Pero en este 2019, surge un imprevisto, un cisne negro, que no es otro que el lanzamiento de Libra, la criptomoneda impulsada por Facebook.

Sobre este proyecto se ha escrito mucho. Yo mismo lo he hecho desde muy diferentes perspectivas. Entre ellas, las  que, en mi opinión, han proporcionado al concepto de las criptomonedas la madurez necesaria para dejar de ser un simple fenómeno monetario.

En primer lugar, la causa: Libra se concibe como una stablecoin, una criptomoneda colaterilazada. 

La confianza

La curva de aprendizaje que muestra la experiencia fallida de otras stablecoins, obliga a diseñar Libra sobre una cesta de activos de respaldo seleccionados. El objetivo es claro: revestir una forma de dinero digital con una característica que le permita alcanzar un grado de adopción y uso generalizado en la comunidad: la confianza.

El precio a pagar por esta estructura de consenso consiste en asumir el rechazo conceptual y legítimo de buena parte de la criptocomunidad, que considera que Libra se aleja del paradigma de la descentralización.

En segundo término, el efecto. La reacción en cadena de los bancos centrales que a partir de Libra perciben una amenaza real para la oferta monetaria y una potencial interferencia en sus políticas monetarias.

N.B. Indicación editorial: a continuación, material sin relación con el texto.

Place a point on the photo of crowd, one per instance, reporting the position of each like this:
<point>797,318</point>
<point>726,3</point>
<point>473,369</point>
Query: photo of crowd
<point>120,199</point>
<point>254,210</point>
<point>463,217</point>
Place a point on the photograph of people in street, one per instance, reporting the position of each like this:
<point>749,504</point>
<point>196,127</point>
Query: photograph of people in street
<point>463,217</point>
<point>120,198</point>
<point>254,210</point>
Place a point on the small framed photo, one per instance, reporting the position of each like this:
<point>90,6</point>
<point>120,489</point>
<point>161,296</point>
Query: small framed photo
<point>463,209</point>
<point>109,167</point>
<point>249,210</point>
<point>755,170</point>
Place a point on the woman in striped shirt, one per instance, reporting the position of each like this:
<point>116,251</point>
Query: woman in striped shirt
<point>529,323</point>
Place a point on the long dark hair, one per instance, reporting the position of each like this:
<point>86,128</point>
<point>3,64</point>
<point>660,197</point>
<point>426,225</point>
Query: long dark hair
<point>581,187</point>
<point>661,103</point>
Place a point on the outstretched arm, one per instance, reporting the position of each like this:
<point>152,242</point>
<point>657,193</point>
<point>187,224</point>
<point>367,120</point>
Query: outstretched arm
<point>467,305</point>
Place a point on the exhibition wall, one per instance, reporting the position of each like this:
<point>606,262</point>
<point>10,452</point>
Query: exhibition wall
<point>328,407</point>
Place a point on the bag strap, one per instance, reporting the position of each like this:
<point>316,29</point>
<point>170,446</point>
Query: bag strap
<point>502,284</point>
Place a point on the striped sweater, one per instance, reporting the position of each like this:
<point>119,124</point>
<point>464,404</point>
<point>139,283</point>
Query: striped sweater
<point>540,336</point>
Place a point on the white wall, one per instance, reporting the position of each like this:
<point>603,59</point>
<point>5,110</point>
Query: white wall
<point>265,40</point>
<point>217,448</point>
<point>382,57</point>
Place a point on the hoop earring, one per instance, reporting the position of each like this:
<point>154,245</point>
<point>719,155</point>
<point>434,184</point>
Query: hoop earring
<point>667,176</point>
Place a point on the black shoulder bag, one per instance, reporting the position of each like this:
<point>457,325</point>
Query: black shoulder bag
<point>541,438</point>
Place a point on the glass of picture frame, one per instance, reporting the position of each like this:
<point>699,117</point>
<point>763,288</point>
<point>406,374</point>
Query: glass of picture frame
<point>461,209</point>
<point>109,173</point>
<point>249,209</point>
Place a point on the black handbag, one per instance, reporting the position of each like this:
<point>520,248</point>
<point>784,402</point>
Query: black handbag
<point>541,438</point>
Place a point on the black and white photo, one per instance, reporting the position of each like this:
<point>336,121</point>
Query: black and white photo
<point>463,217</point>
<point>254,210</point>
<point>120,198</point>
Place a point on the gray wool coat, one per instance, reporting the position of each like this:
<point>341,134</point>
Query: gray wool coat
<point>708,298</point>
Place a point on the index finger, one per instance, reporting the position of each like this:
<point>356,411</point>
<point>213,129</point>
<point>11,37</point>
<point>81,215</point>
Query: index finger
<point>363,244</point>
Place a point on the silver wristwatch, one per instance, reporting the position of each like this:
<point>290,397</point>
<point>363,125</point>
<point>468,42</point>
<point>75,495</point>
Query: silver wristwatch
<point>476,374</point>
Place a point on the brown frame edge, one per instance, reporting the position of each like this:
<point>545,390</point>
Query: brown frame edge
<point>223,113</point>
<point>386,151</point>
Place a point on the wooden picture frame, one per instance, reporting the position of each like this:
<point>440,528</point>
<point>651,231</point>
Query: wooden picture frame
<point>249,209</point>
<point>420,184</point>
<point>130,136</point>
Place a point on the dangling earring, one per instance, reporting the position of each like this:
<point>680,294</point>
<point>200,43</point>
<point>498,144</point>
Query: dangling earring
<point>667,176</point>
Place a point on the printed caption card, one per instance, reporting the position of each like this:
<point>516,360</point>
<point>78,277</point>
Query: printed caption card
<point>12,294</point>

En concreto, me refiero al papel del grupo de trabajo creado específicamente por el G7 dentro del Banco Internacional de Pagos de Basilea, para estudiar el impacto de este tipo de proyectos: (“Investigating the impact of global stablecoins”)

Un desafío relevante

Todas estas circunstancias nos llevan a un escenario muy diferente del inicial. A un escenario en el que lo que para muchos comenzó como simple fenómeno monetario, se ha convertido en un desafío. Es más, me atrevo a decir que estamos ante el desafío monetario más relevante desde Bretton Woods.

Un escenario, tal vez soñado y tal vez anticipado por Friedrich August von Hayek. En su mítica obra “La desnacionalización del dinero” (1976), el autor austriaco dejó escrito que:

“Lo que es muy peligroso, y debe evitarse, no es el privilegio del gobierno para emitir dinero, sino que tal privilegio sea exclusivo y que a la vez tenga el poder para obligar a la gente a usar el dinero y a aceptarlo a un precio determinado por el propio emisor”.